Les Berbères (Imazighen — "hommes libres" en tamazight, la langue berbère) habitent ces montagnes depuis au moins 8 000 ans — bien avant les Arabes, les Romains et les Phéniciens. Leur présence est attestée par des inscriptions rupestres dans l'Anti-Atlas remontant au Néolithique. Aujourd'hui, environ 10 millions de Berbères vivent dans les montagnes du Maroc, dans des villages de pisé (terre argileuse mélangée à de la paille et séchée au soleil) qui se confondent avec la couleur de la montagne environnante. Cette architecture de terre est parfaitement adaptée au climat continental de l'Atlas — chaud en été, froid en hiver — avec des propriétés d'isolation thermique remarquables. L'hospitalité berbère (tiwizi) est une institution — un randonneur qui frappe à une porte de village est systématiquement accueilli avec le thé à la menthe.

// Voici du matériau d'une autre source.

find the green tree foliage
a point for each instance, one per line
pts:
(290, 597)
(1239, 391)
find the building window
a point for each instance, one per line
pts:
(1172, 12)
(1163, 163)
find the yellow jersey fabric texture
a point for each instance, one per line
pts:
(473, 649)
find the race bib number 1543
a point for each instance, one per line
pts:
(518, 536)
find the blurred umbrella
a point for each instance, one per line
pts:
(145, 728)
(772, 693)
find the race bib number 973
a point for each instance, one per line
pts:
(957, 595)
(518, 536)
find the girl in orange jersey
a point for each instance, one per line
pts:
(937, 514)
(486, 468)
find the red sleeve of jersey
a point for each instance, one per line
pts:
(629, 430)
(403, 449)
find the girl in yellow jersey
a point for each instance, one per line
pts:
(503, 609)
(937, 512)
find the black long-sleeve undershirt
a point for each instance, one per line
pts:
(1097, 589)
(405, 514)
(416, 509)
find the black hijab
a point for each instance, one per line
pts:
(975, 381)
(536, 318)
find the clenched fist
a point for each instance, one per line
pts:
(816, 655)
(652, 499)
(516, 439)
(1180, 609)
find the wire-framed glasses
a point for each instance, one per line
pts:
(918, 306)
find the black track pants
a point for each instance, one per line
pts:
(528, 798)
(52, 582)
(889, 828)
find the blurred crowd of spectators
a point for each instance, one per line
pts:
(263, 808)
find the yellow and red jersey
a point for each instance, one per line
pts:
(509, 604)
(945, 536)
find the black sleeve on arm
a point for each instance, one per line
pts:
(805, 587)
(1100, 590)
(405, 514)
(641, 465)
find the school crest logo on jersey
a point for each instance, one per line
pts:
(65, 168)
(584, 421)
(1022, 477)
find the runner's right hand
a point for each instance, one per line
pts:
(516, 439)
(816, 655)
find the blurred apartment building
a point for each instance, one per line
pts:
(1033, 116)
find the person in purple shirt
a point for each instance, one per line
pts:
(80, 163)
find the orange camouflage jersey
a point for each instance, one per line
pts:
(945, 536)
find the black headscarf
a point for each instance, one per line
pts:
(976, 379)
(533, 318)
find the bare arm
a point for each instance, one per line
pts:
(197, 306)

La faune de l'Atlas est riche malgré l'aridité. Le mouflon à manchettes (Ammotragus lervia) peuple les crêtes rocheuses de l'Anti-Atlas et du Haut Atlas méridional. L'aigle royal (Aquila chrysaetos) niche dans les parois du Toubkal et du Mgoun. La genette et le chacal doré fréquentent les vallées forestières. Le gypaète barbu (Gypaetus barbatus) — un des plus grands oiseaux d'Europe et d'Afrique du Nord, avec une envergure de 2,7-3 m — a une des dernières populations nord-africaines dans le Haut Atlas.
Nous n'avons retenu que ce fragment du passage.